142 F.3d 442
Marianne BARKLAGE, Plaintiff-Appellant
City of San Bernadino, James F. Penman, Tom Minor, Edward V.
Negrete, and F.J. Curlin Defendants-Appellees
D.C. No. CV-94-7753-RSWL.
United States Court of Appeals,
Argued and Submitted Mar. 4, 1998.
Decided Apr. 16, 1998.
NOTICE: Ninth Circuit Rule 36-3 provides that dispositions other than opinions or orders designated for publication are not precedential and should not be cited except when relevant under the doctrines of law of the case, res judicata, or collateral estoppel.
Appeal from the United States District Court for the Central District of California Ronald S.W. Lew, District Judge, Presiding.
Before WIGGINS and KLEINFELD, Circuit Judges, and SMITH, District Judge**.

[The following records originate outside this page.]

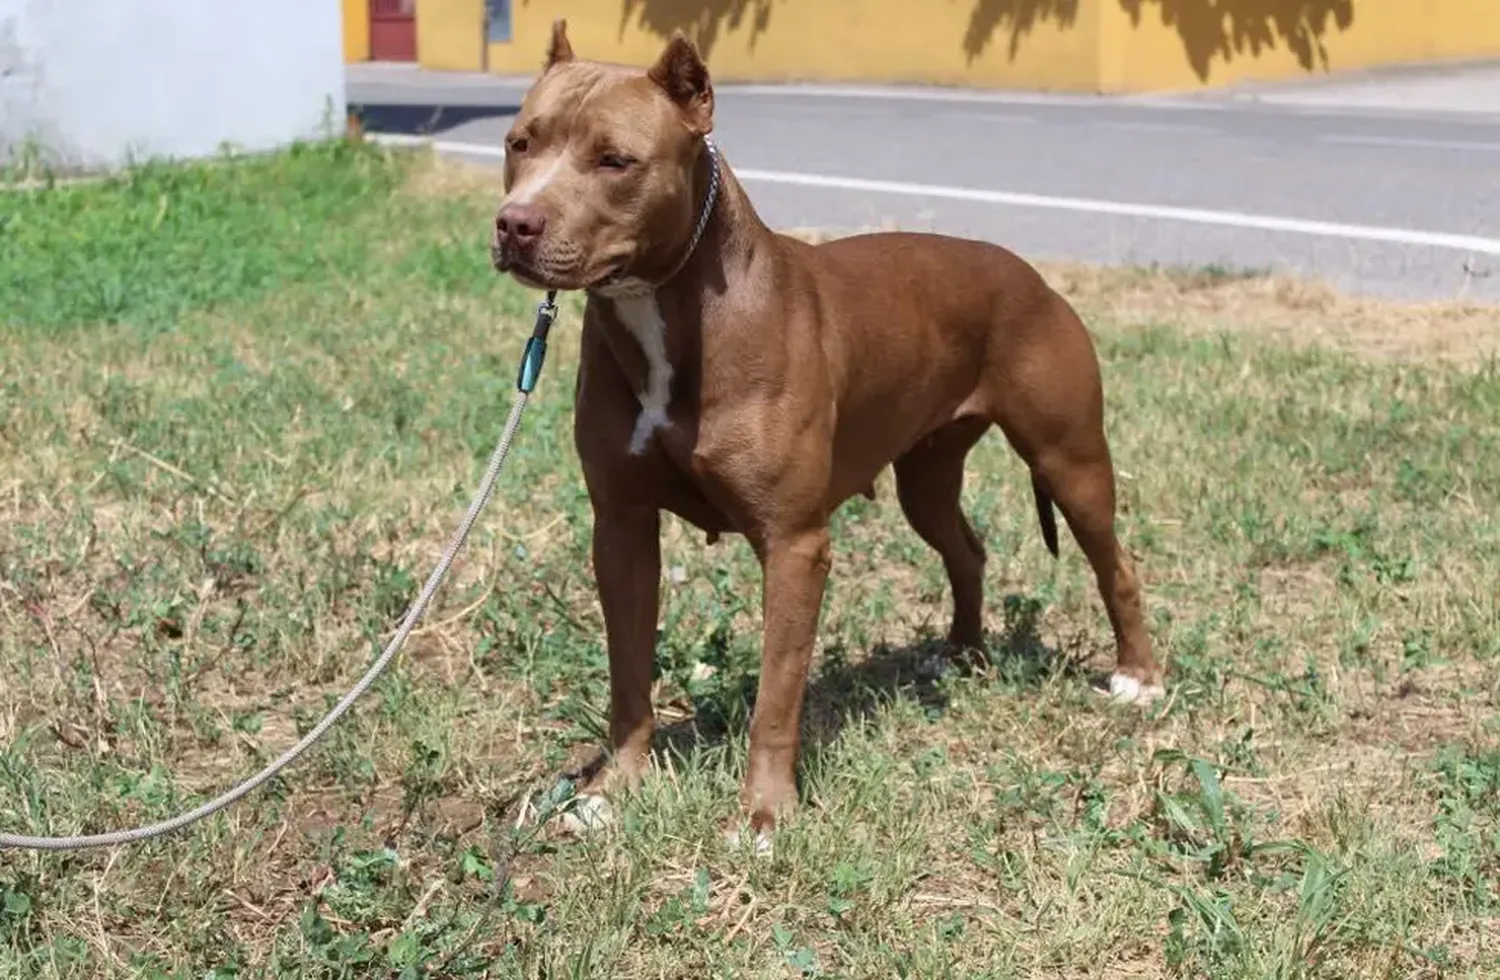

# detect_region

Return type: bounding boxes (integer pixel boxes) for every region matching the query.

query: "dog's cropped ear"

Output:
[648,31,714,134]
[544,19,575,70]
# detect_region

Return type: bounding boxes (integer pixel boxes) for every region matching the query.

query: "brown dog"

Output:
[491,23,1164,848]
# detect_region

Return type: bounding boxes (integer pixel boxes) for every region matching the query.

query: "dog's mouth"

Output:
[503,262,555,292]
[492,248,562,290]
[491,246,626,293]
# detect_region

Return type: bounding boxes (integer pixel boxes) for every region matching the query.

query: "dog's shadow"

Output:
[649,591,1091,768]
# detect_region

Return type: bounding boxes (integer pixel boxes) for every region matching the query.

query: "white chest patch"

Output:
[609,290,674,455]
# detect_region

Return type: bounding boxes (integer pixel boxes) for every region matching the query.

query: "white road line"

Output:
[435,139,506,158]
[369,132,431,148]
[370,133,510,159]
[370,134,1500,256]
[1321,133,1500,153]
[731,168,1500,255]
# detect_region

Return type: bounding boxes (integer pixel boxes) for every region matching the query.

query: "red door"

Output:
[370,0,417,62]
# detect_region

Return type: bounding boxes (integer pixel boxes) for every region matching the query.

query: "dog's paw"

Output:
[725,824,774,860]
[558,792,615,836]
[1104,672,1166,705]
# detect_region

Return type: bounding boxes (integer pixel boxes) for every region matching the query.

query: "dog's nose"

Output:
[495,204,547,247]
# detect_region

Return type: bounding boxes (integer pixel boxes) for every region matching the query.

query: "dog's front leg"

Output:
[592,503,662,787]
[741,526,831,838]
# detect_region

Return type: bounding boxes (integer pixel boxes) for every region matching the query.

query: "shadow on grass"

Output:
[646,591,1091,771]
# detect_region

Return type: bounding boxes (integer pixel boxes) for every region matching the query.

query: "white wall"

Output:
[0,0,346,171]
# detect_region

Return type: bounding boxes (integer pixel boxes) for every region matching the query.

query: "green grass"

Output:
[2,141,1499,978]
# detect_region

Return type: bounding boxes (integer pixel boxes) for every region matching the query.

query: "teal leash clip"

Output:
[517,290,559,395]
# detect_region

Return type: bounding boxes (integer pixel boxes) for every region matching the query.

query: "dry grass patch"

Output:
[1045,262,1500,366]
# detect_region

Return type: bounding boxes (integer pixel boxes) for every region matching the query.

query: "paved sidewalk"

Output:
[1205,59,1500,116]
[346,58,1500,118]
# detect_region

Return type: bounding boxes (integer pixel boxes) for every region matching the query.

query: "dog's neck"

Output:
[590,142,774,350]
[592,138,765,305]
[586,145,776,454]
[663,161,768,302]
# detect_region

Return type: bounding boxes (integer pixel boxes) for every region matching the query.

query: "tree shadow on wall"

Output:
[618,0,775,59]
[1120,0,1355,82]
[963,0,1356,81]
[964,0,1081,63]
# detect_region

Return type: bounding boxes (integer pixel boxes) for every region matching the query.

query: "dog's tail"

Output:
[1032,476,1059,558]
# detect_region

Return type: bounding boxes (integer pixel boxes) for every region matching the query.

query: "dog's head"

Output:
[491,21,716,293]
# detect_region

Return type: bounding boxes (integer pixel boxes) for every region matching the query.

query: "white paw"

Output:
[725,825,774,860]
[558,793,614,836]
[1106,672,1165,705]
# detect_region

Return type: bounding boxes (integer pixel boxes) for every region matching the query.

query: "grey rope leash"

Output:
[0,292,560,852]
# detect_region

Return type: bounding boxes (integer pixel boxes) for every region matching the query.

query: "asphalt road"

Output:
[349,64,1500,302]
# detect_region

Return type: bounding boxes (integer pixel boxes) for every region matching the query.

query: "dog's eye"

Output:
[507,136,529,154]
[599,152,636,171]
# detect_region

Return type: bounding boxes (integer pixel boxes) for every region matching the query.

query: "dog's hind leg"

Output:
[894,417,991,651]
[986,301,1162,702]
[1031,437,1161,700]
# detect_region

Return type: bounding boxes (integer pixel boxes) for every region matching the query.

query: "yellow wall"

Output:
[342,0,370,63]
[416,0,487,72]
[1430,0,1500,60]
[485,0,1104,90]
[345,0,1500,93]
[1100,0,1500,92]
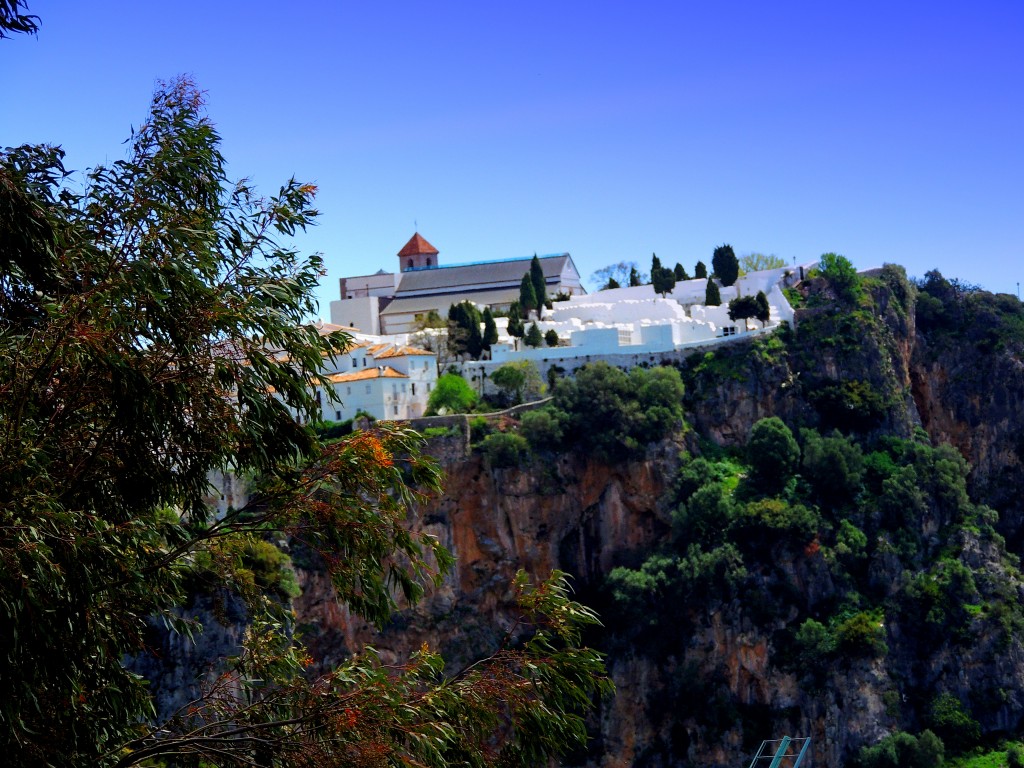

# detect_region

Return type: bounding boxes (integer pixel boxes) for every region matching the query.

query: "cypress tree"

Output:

Appellant Marianne Barklage appeals the district court's grant of summary judgment in favor of the City of San Bernadino on three claims arising out of the City's denial of her application for a general plan amendment and conditional use permit to operate her property as a residential care facility for recovering drug and alcohol addicts: (1) violation of 42 U.S.C. § 1983; (2) violation of the Fair Housing Act (FHA), 42 U.S.C. § 3604(f); and (3) inverse condemnation pursuant to Article I, § 19 of the California Constitution. We have jurisdiction pursuant to 28 U.S.C. § 1291, and we affirm.
The district court granted summary judgment on all three of Barklage's claims. With respect to her Fair Housing Act claim, the district court ruled that the City's zoning ordinance was facially neutral and that Barklage had failed to demonstrate that the City's actions with respect to her application had an adverse or disproportionate impact on handicapped persons. We agree. Barklage failed to show that the zoning ordinance makes distinctions based on the status of residents, or that the application of the ordinance has adversely affected the housing rights of any particular group.
With respect to Barklage's § 1983 claim, the district court held that the City's actions did not violate Barklage's substantive due process rights because they were not arbitrary or capricious and that Barklage had not established an equal protection violation. Because the City's decision to deny plaintiff's variance application was based on detailed findings regarding inconsistencies between plaintiff's proposed use and the City's land use regulation goals, we agree that plaintiff did not establish a genuine issue of material fact as to these claims.
The district court further found that plaintiff had failed to establish a claim for inverse condemnation in violation of the California Constitution. Because the city's actions advanced legitimate state interests and did not deprive Barklage of all economically beneficial use of her property, Lucas v. South Carolina Coastal Council, 505 U.S. 1003, 1015-16, 112 S.Ct. 2886, 120 L.Ed.2d 798 (1992), we agree.